Combing through the studies, the researchers found that a little under one-third didn’t say how many males and females were used. That omission undermines reproducibility, Woitowich said.
“One of the basic tenets of scientific research is that we share our methods so that people can repeat our work and build on it,” she said. “And if we don’t have even the most basic information of, say, this study used 10 mice, five of which were female, five of which were male, I think that’s going to play a huge role in our ability to reproduce studies.”
Julie Silver, an associate professor and associate chair for the Department of Physical Medicine and Rehabilitation at Harvard Medical School, said while she was not surprised by the results, she was deeply troubled by them.
“We know that it is critically important to include biologically male and female sexes in studies as they may not respond to treatments in the same manner,” said Silver, who conducts research on workforce and patient care disparities. She was not involved in this study. “Differences in how male versus female subjects may respond to treatments can include such things as body weight, muscle mass, and hormonal variations.”
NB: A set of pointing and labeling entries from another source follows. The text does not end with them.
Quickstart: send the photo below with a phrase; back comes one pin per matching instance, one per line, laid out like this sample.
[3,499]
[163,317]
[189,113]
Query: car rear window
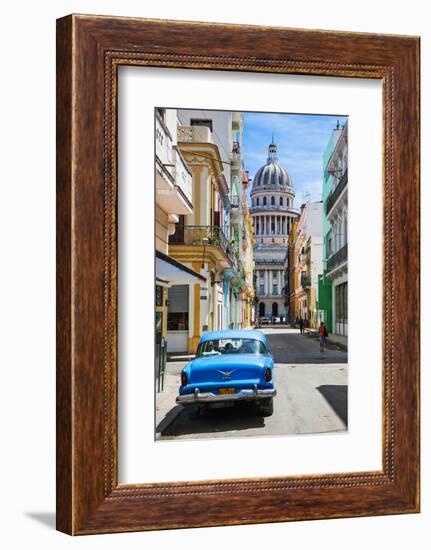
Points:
[231,346]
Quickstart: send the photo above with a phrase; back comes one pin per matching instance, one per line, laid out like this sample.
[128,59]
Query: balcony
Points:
[174,189]
[205,236]
[337,259]
[335,195]
[194,134]
[235,201]
[183,177]
[163,142]
[236,120]
[306,281]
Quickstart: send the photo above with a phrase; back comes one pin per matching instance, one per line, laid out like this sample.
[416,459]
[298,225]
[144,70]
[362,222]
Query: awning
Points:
[170,271]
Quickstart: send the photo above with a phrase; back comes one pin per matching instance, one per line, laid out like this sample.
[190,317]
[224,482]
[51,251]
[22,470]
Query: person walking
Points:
[301,325]
[323,334]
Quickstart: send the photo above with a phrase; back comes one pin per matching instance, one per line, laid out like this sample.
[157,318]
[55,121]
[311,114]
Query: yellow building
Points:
[173,196]
[199,240]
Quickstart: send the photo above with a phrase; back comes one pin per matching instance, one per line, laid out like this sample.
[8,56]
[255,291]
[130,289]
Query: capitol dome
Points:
[272,175]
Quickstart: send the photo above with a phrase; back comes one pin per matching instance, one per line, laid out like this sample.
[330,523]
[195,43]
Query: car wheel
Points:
[267,406]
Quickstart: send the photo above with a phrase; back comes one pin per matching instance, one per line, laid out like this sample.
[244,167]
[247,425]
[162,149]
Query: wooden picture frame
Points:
[89,51]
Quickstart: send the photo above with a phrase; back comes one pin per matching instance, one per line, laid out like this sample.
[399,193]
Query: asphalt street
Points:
[311,396]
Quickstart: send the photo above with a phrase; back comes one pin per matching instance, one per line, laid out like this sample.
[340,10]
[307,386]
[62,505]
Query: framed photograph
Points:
[237,274]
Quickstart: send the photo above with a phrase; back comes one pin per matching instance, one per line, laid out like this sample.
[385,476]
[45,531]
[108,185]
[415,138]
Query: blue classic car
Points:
[230,366]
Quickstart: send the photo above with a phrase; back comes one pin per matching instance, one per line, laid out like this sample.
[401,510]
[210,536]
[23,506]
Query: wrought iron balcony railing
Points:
[334,196]
[305,281]
[205,235]
[337,259]
[234,201]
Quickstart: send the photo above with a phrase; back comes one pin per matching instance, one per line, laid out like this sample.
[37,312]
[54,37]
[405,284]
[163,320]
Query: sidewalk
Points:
[337,339]
[166,408]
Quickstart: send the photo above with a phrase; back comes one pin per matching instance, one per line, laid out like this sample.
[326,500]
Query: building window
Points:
[178,307]
[159,296]
[202,122]
[341,312]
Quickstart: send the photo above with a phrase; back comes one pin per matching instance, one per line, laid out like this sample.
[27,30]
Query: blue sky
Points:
[301,142]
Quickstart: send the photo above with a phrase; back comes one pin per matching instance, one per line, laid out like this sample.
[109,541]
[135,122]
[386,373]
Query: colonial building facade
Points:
[305,264]
[209,239]
[336,241]
[272,210]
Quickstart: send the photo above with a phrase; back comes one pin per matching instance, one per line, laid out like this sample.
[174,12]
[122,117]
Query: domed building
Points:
[272,210]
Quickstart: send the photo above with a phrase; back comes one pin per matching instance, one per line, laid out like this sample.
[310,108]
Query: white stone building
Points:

Woitowich thinks the NIH and other funders, as well as scientific journals, should be better gatekeepers for such research, while academic lab leaders should educate their students on the importance of including both sexes in research and their analyses of data.
Arora thinks this most recent study may have been too early to capture the full effects of the 2016 NIH guideline if some of the research reported in 2019 began before that guideline was issued, “but that is part of the problem. A more immediate change may occur at the level of requiring some justification at publication if a paper doesn’t take into account both males and females,” she said. “If editors used this as part of the review criteria, this could change the field rapidly.”
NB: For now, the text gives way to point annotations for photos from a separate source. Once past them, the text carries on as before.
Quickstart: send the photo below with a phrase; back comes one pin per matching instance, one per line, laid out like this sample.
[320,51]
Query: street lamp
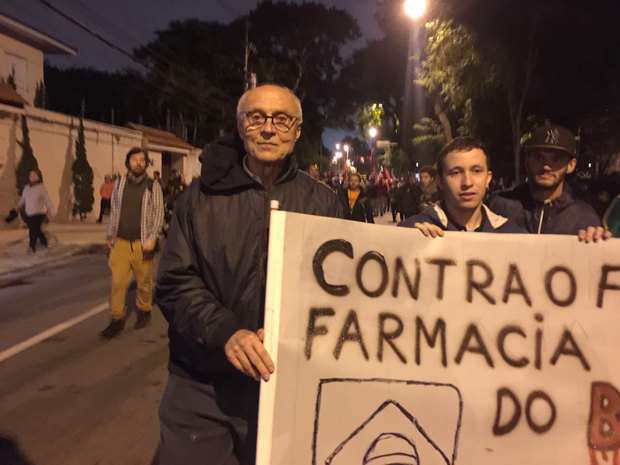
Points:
[346,150]
[372,132]
[415,9]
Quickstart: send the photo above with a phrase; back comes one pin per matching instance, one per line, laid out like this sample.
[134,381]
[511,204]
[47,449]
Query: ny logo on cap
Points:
[553,136]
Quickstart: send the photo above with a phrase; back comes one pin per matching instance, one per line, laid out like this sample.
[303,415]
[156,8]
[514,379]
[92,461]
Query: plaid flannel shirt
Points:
[152,218]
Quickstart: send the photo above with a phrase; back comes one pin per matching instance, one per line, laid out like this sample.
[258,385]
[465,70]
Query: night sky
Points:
[128,23]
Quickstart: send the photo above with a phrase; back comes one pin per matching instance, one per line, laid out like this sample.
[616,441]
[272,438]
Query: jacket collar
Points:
[489,218]
[525,194]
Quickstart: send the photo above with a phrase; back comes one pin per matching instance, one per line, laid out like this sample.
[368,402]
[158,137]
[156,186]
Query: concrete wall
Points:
[52,136]
[28,64]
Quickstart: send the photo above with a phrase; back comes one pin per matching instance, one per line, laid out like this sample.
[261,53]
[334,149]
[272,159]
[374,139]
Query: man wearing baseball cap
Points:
[544,204]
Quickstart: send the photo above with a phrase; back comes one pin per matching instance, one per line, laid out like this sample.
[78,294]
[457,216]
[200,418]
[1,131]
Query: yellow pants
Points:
[126,261]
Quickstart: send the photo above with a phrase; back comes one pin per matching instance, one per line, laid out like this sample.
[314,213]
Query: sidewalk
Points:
[66,240]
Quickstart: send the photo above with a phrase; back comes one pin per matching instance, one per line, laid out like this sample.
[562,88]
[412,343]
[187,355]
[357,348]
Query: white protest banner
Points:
[393,348]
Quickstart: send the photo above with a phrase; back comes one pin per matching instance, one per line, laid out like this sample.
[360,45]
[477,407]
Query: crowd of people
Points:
[551,201]
[211,276]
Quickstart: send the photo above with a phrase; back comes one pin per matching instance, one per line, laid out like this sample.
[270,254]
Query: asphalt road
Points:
[73,398]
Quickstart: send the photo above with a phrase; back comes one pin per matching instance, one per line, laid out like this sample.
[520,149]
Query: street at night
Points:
[309,232]
[74,398]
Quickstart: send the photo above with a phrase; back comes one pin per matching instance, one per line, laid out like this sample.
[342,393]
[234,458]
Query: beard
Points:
[549,185]
[138,172]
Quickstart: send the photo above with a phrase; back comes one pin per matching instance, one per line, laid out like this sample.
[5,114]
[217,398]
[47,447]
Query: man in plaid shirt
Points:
[136,219]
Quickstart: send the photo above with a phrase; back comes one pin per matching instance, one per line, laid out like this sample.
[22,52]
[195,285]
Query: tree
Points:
[455,74]
[397,160]
[83,191]
[27,161]
[370,116]
[429,140]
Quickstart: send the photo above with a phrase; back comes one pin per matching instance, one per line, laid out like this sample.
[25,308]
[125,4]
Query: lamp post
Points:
[415,9]
[372,132]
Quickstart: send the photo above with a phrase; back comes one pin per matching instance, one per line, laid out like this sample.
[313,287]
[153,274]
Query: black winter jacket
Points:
[212,272]
[564,215]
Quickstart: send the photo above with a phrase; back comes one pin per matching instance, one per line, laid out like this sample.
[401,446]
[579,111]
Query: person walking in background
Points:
[545,204]
[106,194]
[611,219]
[393,196]
[136,219]
[36,203]
[426,190]
[357,204]
[407,198]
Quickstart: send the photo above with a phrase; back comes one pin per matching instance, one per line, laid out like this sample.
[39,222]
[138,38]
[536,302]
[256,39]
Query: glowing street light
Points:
[415,8]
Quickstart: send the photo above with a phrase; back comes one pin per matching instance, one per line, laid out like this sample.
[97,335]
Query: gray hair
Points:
[244,97]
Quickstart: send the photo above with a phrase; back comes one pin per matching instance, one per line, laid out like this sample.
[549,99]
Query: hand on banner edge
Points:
[593,234]
[429,229]
[245,351]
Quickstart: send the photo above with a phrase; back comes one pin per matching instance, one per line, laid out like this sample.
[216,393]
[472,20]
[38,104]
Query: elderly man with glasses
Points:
[211,281]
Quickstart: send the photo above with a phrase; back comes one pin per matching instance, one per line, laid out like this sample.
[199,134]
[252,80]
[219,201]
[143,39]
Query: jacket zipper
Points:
[542,215]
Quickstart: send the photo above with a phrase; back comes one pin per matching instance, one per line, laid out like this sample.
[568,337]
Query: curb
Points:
[16,276]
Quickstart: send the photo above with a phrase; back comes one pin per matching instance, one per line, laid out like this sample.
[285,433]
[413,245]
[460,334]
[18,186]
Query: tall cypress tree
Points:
[83,191]
[27,162]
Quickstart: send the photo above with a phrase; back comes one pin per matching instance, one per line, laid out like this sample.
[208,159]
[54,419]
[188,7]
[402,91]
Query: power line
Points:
[89,30]
[189,102]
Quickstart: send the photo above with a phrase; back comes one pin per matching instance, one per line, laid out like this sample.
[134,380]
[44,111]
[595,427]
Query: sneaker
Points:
[115,327]
[143,319]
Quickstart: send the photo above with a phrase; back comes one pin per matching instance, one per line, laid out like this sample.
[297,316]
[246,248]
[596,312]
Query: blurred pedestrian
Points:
[611,220]
[408,198]
[36,204]
[426,191]
[356,202]
[106,194]
[136,219]
[313,172]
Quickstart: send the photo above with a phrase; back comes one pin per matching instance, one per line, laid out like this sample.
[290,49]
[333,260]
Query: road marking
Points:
[34,340]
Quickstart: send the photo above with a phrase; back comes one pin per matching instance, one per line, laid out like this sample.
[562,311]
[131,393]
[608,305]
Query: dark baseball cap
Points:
[553,138]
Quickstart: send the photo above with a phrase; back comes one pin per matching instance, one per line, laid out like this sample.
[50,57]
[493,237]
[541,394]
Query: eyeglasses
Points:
[256,119]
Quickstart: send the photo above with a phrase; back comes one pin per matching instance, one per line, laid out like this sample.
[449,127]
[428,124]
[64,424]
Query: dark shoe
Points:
[143,319]
[115,327]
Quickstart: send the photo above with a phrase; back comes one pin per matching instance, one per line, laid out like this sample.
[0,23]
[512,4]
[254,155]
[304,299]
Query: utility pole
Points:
[249,78]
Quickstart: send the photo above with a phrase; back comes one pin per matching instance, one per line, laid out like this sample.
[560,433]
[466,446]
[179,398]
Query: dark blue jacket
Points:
[564,215]
[436,215]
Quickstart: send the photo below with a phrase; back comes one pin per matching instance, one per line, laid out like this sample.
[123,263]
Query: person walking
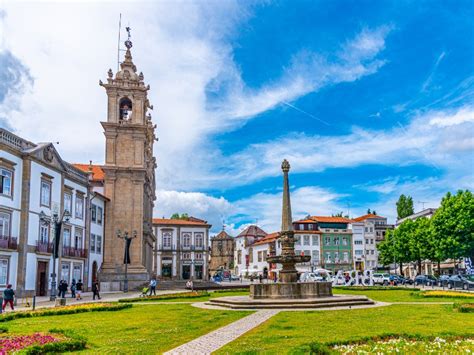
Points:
[73,288]
[95,290]
[8,297]
[78,290]
[153,286]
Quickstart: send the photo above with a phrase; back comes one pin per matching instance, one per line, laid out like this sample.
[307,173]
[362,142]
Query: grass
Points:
[144,328]
[290,332]
[394,295]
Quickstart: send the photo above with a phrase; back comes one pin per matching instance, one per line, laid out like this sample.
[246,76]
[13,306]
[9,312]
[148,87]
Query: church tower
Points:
[129,180]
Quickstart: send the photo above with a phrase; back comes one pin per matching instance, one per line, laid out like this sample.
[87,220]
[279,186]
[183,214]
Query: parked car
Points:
[443,280]
[427,280]
[461,281]
[381,278]
[310,277]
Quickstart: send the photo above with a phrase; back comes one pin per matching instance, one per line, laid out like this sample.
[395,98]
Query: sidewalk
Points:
[44,302]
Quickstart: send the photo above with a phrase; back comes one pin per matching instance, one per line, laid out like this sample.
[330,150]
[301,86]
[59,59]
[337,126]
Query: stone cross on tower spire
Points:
[286,218]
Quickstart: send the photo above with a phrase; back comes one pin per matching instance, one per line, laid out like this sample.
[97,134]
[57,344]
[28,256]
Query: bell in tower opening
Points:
[125,109]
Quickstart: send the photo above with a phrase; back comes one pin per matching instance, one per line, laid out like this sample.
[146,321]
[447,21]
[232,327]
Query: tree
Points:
[453,226]
[404,206]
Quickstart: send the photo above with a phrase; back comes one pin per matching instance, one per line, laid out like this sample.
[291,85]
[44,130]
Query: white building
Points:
[182,248]
[36,181]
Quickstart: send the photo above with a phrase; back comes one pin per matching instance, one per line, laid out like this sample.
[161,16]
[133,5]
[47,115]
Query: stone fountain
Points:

Silver wonders if the lack of curiosity about female versus male subjects may be a form of implicit or unconscious bias that some researchers hold. If bias is at play, the coronavirus pandemic may have made things worse, Woitowich said, citing lower submission rates to some journals by women since labs shut down in March. Her ongoing research suggests that female researchers are more likely to consider aspects of the biological variables than male researchers.
“If women are publishing less, sex inclusion is going to take a hit,” she said.